Jornal do Sudoeste: Você foi professor e sempre manteve laços muito fortes com a educação. Como você avalia a situação dela hoje no país?
José Editis David: Na verdade fico muito revoltado com as coisas que eu vejo. O trabalho de base para com esses jovens é de suma importância, toda e qualquer formação começa na educação. Apesar da luta dos órgãos públicos em tentar manter uma célula educacional, observamos que a falha é muito grande e isso precisa ser repensado, porque sem investimento maciço na educação, nós não vamos obter melhora. Essa mudança, essa melhora, tem que ser com relação a estrutura para o alunado e, aliado a isto, a modernização tecnologia e uma reciclagem adequada de professores e, consequentemente, um pagamento adequado desses profissionais. Desde um primeiro momento, temos visto um trabalho das autoridades nas creches, mas entendemos que esse trabalho precisa ser dinamizado porque estamos vendo uma substituição: as crianças estão ficando nas creches o dia todo e a formação, a educação delas estão sendo dada por essas monitoras desde os primeiros momentos de vida dessas crianças. Isso precisa ser melhorado, porque se essas unidades estão em apoio à formação familiar, ela tem que ser bem estruturada para melhorarmos a educação para o futuro. Se eu não investir em educação, se eu não melhorar essa educação, eu terei um maior número de problemas amanhã em todos os sentidos, inclusive o criminal.
Jornal do Sudoeste: Nossas autoridades não entenderam que e devolvendo econômico e social está na educação...
José Editis David: Os nossos gestores não estão pensando assim, ou se estão, não estão executando essa ideia, porque a educação é basilar. Sem a educação eu não vou conseguir melhora nenhuma.
Jornal do Sudoeste: Finalizando, qual o balanço que você faz desses 65 anos de vida?
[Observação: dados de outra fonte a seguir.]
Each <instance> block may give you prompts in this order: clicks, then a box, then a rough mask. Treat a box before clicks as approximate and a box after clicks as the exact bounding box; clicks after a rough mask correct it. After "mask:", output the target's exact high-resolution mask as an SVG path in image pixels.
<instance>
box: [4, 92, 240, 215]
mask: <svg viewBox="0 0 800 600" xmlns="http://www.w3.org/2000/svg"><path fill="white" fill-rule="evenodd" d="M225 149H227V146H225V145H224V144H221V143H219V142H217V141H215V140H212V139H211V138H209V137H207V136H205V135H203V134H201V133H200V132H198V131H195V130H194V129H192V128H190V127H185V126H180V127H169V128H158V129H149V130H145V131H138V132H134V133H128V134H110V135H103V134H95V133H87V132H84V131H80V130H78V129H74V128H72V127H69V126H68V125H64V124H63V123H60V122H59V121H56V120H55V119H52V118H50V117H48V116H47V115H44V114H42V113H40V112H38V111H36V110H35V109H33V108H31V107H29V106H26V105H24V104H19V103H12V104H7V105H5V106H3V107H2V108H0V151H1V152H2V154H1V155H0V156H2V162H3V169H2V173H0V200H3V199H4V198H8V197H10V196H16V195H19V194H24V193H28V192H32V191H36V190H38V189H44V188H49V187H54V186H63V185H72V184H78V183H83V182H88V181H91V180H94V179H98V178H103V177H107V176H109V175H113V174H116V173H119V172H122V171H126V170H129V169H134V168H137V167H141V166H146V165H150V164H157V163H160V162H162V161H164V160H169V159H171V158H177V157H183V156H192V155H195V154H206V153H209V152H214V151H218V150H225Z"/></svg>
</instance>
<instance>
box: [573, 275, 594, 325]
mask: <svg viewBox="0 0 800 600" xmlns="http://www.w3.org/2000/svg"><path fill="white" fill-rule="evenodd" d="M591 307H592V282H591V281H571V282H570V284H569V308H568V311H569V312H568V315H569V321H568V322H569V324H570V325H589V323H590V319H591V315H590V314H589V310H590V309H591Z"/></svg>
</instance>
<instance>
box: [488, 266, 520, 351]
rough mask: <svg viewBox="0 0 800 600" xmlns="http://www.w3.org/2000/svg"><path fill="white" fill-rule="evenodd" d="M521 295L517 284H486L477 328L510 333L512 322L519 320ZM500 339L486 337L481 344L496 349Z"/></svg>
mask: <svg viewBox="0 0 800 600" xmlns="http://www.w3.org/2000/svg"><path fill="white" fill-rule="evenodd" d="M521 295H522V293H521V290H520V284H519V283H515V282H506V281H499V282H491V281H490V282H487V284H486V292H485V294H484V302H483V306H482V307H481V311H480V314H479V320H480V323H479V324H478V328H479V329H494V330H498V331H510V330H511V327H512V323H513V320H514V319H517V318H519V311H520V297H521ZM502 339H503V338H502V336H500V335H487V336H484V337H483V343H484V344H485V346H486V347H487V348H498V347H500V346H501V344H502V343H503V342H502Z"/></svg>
José Editis David: O balanço que eu faço é que vale a pena insistir, vale a pena persistir, vale a pena trabalhar, sonhar com razoabilidade e trabalhar sempre, sem se esquecer da religiosidade, é muito importante a religião na vida das pessoas. Respeitar os direitos, porque todas as vezes que eu me empenho no trabalho, respeito os direitos das pessoas, que eu procuro conter os focos de injustiça e busca a religiosidade, estou preparando um caminho para uma vida melhor e mais tranquila, pelo menos é assim que temos conduzido nossas vidas.